我是一名十六歲的中國大陸法輪大法小弟子,藉此明慧網第七屆大陸大法弟子網上法會交流之際,把修煉路上的點滴體會和修煉故事寫出來向師父彙報,與同修交流。

一、喜得大法 正念對待消病業

聽媽媽說,我兩歲的時候,爸媽就修煉法輪大法了,隨後家中的親人們大部份入道得法。在這樣的環境中成長,我很自然的成了一名法輪大法小弟子。

有一次,我發高燒,咳嗽的厲害。媽媽那時的心態還不穩,要給我喝藥。我哭鬧著不喝,媽媽說:「大法弟子才不用喝,你是不是大法小弟子?」我大聲說:「我是!」媽媽還是像做試驗似的硬給我灌了藥,還說:「如果喝下藥好了,就不是大法小弟子;不管用,就是師父管你了。」結果灌了好幾次也沒管用,不灌藥反而很快就好了。

五歲那年,我出現了嚴重的尿路感染症狀,一會兒尿幾滴,一會兒尿幾滴,非常難受。舅舅知道後,抱著我去打針。我哭鬧著堅決不打,舅舅又把醫生帶到家打,我趁機溜跑了。舅舅最後沒辦法,就買回了藥和果凍,把藥放在了果凍裏讓我吃,我發現後給扔掉了,因為我和爸媽都堅信師父在給我消業。四十多天後,終於好了,師父這次給我消了一次大業。

我在小時候消了幾次大業後,就很少消業了,偶爾消業也是在星期天或晚上,從來沒有耽誤過上學;更神奇的是,從幼兒園到現在,不管學校裏統一打甚麼預防針或疫苗,我從來沒打過。有一次幼兒園統一打疫苗,輪到我的時候,醫生阿姨對我說:「你沒有病,不用打。」上二年級的時候,學校統一打腮腺炎預防針,讓每人交十八元。排隊的時候,老師突然把我叫出來說:「你不用打針,也不用交錢了。」還有幾次也都神奇的繞過去了。其實,每次打針前,我都在心裏對師父說:「我是大法小弟子,沒有病,不打針。」我知道每次都是師父在幫我!

二、學法煉功修心性

從很小的時候我就特別喜歡聽大人們讀法,聽爸爸媽媽和同修們背《論語》,我也很想背,媽媽就一句一句的教我,不長時間就背會了。現在我還記得,《論語》的第一段和第二段是媽媽和同修阿姨帶我去掛大法真相條幅的來回路上教我的。師父的《洪吟二》發表後,我很快就背熟了,連《洪吟》也背下來了。師父每次發表短篇新經文,爸爸媽媽就說比賽背,看誰先背會,每次都是我先背完。現在想來,爸媽為了讓我學好法,真是用心良苦。

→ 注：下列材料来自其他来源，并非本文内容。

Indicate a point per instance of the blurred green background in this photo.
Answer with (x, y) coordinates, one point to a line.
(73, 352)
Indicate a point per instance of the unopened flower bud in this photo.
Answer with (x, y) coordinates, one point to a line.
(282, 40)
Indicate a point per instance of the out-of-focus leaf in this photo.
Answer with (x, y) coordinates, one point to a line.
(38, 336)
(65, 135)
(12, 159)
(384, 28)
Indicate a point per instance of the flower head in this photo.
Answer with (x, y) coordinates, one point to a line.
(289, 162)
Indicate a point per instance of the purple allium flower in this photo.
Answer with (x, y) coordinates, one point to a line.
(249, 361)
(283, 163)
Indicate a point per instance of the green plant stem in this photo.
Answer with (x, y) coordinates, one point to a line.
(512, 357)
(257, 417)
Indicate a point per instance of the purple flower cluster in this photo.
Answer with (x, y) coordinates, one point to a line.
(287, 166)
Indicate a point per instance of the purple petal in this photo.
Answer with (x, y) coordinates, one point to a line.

上幼兒園的時候,我學會了五套功法,爸爸媽媽煉功的時候我都跟著一起煉,抱輪、打坐也一塊煉完,從不打折扣。記得有一次學校放假,我去姥姥家住了十多天,在姥姥家只煉動功。回家後和媽媽一塊打坐,一個小時的煉功音樂才過了一半多,腿就很疼了,又過了一會疼的我直掉眼淚。媽媽示意我先把腿拿下來,我一邊流淚一邊想師父的「難忍能忍,難行能行」(《轉法輪》),最後堅持煉完。

去年冬天的一個傍晚,我騎自行車回家,突然一輛摩托車從後邊把我撞倒,被撞出去趴在了地上,雙手摔的很疼,心想:「我是大法弟子,沒事!」很快爬起來了,看了看自己連皮都沒破。那人一臉害怕的樣子,他扶著我說:「我和你到醫院檢查一下吧!」我說:「不用去,你走吧!」那人見我這樣說,快速騎上摩托車走了。過後很後悔沒告訴他自己是大法弟子才這樣做的。修煉人碰到任何事情都不是偶然的,說不定他撞我這一下是讓我救他呢,可我既沒說自己是大法弟子去證實法,也沒有給他講真相勸三退,覺的自己做的太差勁了。

三、面對邪惡的迫害 堅定的走在修煉路上

九九年「七•二零」邪惡迫害大法後,爸爸媽媽曾四次被非法抓捕關押迫害,並都失去了工作。寫到這兒,又想起了那瘋狂可怕的日子,惡警、壞人們那瘋狂的砸門聲、叫嚷聲,每一次爸爸媽媽被抓捕綁架的情景,以及我每次大聲的喊叫卻又無助的鏡頭,那黑暗的陰影從八歲那年像在心中扎了根一樣。自從爸爸媽媽遭受迫害後,親人們都在罵父母,他們都怕受牽連,有的聲明和我家斷絕了關係。在爸爸媽媽遭受迫害的日子裏,沒有人敢收留我,只有一位修煉的親戚每次收留我。但不管別人怎麼對待爸媽和我,我都堅信師父堅信法,也相信自己有最好的爸爸媽媽。

有一年,由於受同修的牽連,邪惡們瘋狂的到處抓捕爸爸媽媽,惡警們還找到了我所在的學校,為抓捕父母跟蹤我。校長是一個很正義的人,他給惡警們提出了條件:絕對不能與我直接對話。他還托人捎信給我的親戚,讓爸爸媽媽注意安全。每次放學,惡警們就遠遠的跟在後面,就連我到同學們家他們也跟蹤。那時,我很想爸爸媽媽,每天都在盼望他們突然有一天來看我。大冬天裏,我有好幾次獨自跑到村頭的小路邊,遙望著爸爸媽媽所住的方向,我怕有惡警跟蹤,不敢去找他們,每次回家都先擦乾眼淚裝作沒事。

在學校,有兩個老師知道我家情況後,有些歧視我。有一次,我把數學作業忘家裏了,老師就讓我到外邊罰站,開始講課了還不讓進教室,我就大聲說:「老師,我要聽課。」她還不讓我進去,我就往教室裏走,她就往外拽我,我使勁抓住門框,她拽了好大一會兒也沒拽動我,我徑直回到座位上。那時我想:邪惡們要迫害爸爸媽媽,誰也甭想迫害我。那時我年齡很小,可我的勁那麼大,肯定又是師父在幫我呢!過後,那兩個老師碰到我的親戚說了一些我的壞話,還說我這孩子完了。可到期末考試,我的成績在全班名列前茅,這兩個老師又找到親戚說,孩子考的很好,那次說的話太過份了,很不好意思。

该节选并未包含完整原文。